The role that fuzzing sessions play in the main SaM exploration loop is described in the section on How SaM works. It is implemented as follows:

  1. Rather than commencing an instrumented run of the sample (by starting a drrun.exe subprocess), the navigator binary starts aflfuzz.exe as a subprocess.
  2. aflfuzz.exe is a binary compiled by winafl-netspoof (our fork of WinAFL), and it is the entry-point for a customised WinAFL fuzzing session.
  3. Internally, aflfuzz.exe makes a call to a DLL called winafl.dll, which is also compiled by the winafl-netspoof project.
  4. winafl.dll describes how the sample must be instrumented during the fuzzing session - this includes both instrumentation for interposing on network calls, and instrumentation for coverage-guided fuzzing (which includes instrumentation to collect coverage information, and instrumenation to do soft-rollbacks (described as persistance-mode fuzzing in the WinAFL docs).
  5. winafl.dll links with, and calls into, libinject.lib, where our custom instrumentation is written in Rust (note that the out-of-the-box WinAFL instrumentation remains in winafl.dll, written in C).

In summary, during fuzzing sessions the call stack is:

  1. navigator.exe binary starts aflfuzz.exe as a subprocess
  2. which, alongside running AFL fuzzing processes, calls into the dr_client_main function in winafl.dll
  3. winafl.dll has been linked with the static library libinject.lib
  4. and libinject.lib has been linked with the tooling exported by DynamoRIO.
navigator.exe -> aflfuzz.exe -> winafl.dll -> libinject.lib

The symmetry with the setup described above in the Overview section exists because WinAFL (the project we build upon for coverage-guided fuzzing) does itself use DynamoRIO for its own dynamic instrumentation.

§How our fork (winafl-netspoof) builds on WinAFL

winafl-netspoof is only used during fuzzing sessions. The entry point is the binary aflfuzz.exe, which is part of WinAFL and unchanged in our fork.

§The most important file: winafl.c

winafl-netspoof/winafl.c compiles into the DLL winafl.dll, and it is essentially a DynamoRIO tool that describes how the target binary must be instrumented during a fuzzing session.

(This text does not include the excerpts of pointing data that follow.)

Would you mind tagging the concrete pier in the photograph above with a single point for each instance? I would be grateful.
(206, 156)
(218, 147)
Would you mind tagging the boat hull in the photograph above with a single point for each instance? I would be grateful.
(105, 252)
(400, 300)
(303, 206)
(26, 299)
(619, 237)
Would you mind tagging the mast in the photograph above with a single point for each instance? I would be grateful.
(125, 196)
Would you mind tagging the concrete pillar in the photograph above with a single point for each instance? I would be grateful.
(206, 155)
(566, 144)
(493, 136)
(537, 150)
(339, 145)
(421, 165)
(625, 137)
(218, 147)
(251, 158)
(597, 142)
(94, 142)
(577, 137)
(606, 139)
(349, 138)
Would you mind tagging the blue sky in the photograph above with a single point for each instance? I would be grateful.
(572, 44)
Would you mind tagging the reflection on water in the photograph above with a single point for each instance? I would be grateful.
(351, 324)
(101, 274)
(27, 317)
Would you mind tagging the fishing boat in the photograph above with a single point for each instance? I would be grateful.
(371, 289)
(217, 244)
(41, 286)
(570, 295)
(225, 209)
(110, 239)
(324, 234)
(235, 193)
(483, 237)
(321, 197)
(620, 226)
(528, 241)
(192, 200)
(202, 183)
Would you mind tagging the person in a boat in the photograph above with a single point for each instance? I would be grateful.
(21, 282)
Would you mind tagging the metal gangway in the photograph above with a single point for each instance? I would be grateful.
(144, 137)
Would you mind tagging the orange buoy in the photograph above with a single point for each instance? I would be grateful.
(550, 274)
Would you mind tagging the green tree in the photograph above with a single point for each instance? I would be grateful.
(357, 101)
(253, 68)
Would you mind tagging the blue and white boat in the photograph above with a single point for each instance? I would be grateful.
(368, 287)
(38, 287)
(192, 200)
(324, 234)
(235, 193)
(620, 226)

In our fork, winafl.c retains all of the existing instrumentation for conducting a persistant-mode fuzzing session (the mechanism WinAFL uses is discussed in the docs section covering limitations when working with Asynchronous runtimes).

The main additions to winafl.c in our fork are:

  • The WinAFL CLI is augmented to accept additional CLI arguments that we forward on to our libinject Rust static library.
  • libinject_init is called (with the forwarded CLI args) in the main dr_client_main function exported by winafl.c.
  • Our main network API hooks are registered with a call to wrap_network_symbols_extern.
  • The AFL coverage bitmap used in the standard WinAFL project is partitioned into two bitmaps - one for the existing WinAFL coverage information, and the other for our additional fine-grained coverage.
  • The instrumentation to collect our fine-grained coverage is registered alongside the calls to register the original WinAFL instrumentation.

The only other significant addition is the definition of our libinject static library in winafl-netspoof/CMakeLists.txt - this ensures that WinAFL links with out libinject library at compile time (winafl.c calls into several symbols defined in libinject).

§Generating Rust Bindings for DynamoRIO

libinject/build.rs_generate_dynamorio_bindings is a build file that can be un-commented and run to autogenerate Rust bindings for DynamoRIO using rust-bindgen.

The build file writes the bindings to an output file so that they can be commited as src code for the project. The benefit is twofold, the rust-analyzer can see the files when you are writing code that calls into the bindings (helps with auto-complete and reading docs ‘on-hover’), and the bindings do not have to be re-generated on every build.

The bindings are saved at libinject/src/ffi/ffi_64.rs and libinject/src/ffi/ffi_32.rs, for 64-bit bindings and 32-bit bindings, respectively.

§When to re-generate the bindings

This might only be required if updating to a newer version of DynamoRIO where the API has changed.